The human microbiomes, including the ones present in the respiratory tract, are described and characterized in an increasing number of studies. However, the composition and the impact of the healthy and/or impaired microbiome on pulmonary health and its interaction with the host tissues remain enigmatic. In chronic airway diseases, bronchiectasis stands out as a progressive condition characterized by microbial colonization and infection. In this study, we aimed to investigate the microbiome of the lower airways and lungs of bronchiectasis patients together with their serum cytokine and chemokine content, and gain novel insights into the pathogenesis of bronchiectasis. The microbiome of 47 patients was analyzed by sequencing of full-length 16S rRNA gene using amplicon sequencing Oxford Nanopore technologies. Their serum inflammatory mediators content was quantified in parallel. Several divergently composed microbiome groups were identified and characterized, the majority of patients displayed one dominant bacterial species, whereas others had a more diverse microbiome. The analysis of systemic immune biomarkers revealed two distinct inflammatory response groups, i.e., low and high response groups, each associated with a specific array of clinical symptoms, microbial composition, and diversity.
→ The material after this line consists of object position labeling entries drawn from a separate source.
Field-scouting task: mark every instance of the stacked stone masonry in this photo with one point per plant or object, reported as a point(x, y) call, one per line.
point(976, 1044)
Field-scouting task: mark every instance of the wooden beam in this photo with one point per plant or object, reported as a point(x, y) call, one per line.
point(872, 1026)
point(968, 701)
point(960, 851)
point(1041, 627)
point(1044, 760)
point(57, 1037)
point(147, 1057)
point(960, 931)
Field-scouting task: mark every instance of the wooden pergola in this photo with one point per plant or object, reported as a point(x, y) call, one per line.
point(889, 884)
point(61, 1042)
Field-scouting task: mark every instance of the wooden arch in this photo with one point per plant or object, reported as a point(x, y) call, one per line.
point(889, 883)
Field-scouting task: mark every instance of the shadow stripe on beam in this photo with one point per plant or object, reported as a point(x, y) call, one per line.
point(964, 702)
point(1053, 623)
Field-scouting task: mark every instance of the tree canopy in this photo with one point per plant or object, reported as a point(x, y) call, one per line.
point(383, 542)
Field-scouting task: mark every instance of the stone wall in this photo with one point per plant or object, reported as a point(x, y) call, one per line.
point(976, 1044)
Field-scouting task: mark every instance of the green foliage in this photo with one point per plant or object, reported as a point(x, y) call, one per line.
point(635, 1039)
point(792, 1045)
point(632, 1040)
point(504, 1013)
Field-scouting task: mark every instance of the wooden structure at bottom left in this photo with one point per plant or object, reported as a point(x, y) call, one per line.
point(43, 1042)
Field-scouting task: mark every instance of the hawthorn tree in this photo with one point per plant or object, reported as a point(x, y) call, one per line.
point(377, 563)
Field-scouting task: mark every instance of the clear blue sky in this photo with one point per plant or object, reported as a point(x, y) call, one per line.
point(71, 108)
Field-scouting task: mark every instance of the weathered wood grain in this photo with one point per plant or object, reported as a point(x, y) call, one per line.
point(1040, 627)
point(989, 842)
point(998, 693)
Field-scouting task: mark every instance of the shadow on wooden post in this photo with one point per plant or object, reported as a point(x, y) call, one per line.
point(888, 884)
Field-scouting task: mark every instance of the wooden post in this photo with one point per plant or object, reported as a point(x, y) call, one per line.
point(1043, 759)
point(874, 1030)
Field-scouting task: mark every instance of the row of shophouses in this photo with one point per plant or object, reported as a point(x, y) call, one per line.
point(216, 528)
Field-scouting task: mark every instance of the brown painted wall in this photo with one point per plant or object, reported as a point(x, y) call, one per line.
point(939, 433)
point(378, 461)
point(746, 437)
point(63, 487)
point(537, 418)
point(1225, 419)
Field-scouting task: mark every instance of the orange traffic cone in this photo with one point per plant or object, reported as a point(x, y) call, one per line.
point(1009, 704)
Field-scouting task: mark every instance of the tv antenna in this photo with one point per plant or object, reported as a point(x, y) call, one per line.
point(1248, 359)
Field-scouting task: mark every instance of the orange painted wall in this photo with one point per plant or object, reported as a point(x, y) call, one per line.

Moreover, we have identified some microbiome compositions associated with high inflammatory response, i.e., high levels of pro- and anti-inflammatory cytokines, whereas other microbiomes were in correlation with low inflammatory responses. Although bronchiectasis pathogenetic mechanisms remain to be elucidated, it is clear that addressing microbiome composition in the airways is a valuable resource not only for diagnosis but also for personalized disease management.

Importance: The population of microorganisms on/in the human body resides in distinct local microbiomes, including the respiratory microbiome. It remains unclear what defines a healthy and a diseased respiratory microbiome. We investigated the respiratory microbiome in chronic pulmonary infectious disease, i.e., bronchiectasis, and researched correlations between microbiome composition, systemic inflammatory biomarkers, and disease characteristics. The bronchoalveolar microbiome of 47 patients was sequenced, and their serum inflammatory mediators were quantified. The microbiomes were grouped based on their content and diversity. In addition, patients were also grouped into low- and high-response groups according to their inflammatory biomarkers' levels. Certain microbiome compositions, mainly single-species dominated, were associated with high levels of inflammatory cytokines, whereas others correlated with low inflammatory response and remained diverse. We conclude that respiratory microbiome composition is a valuable resource for the diagnostics and personalized management of bronchiectasis, which may include preserving microbiome diversity and introducing possible probiotics.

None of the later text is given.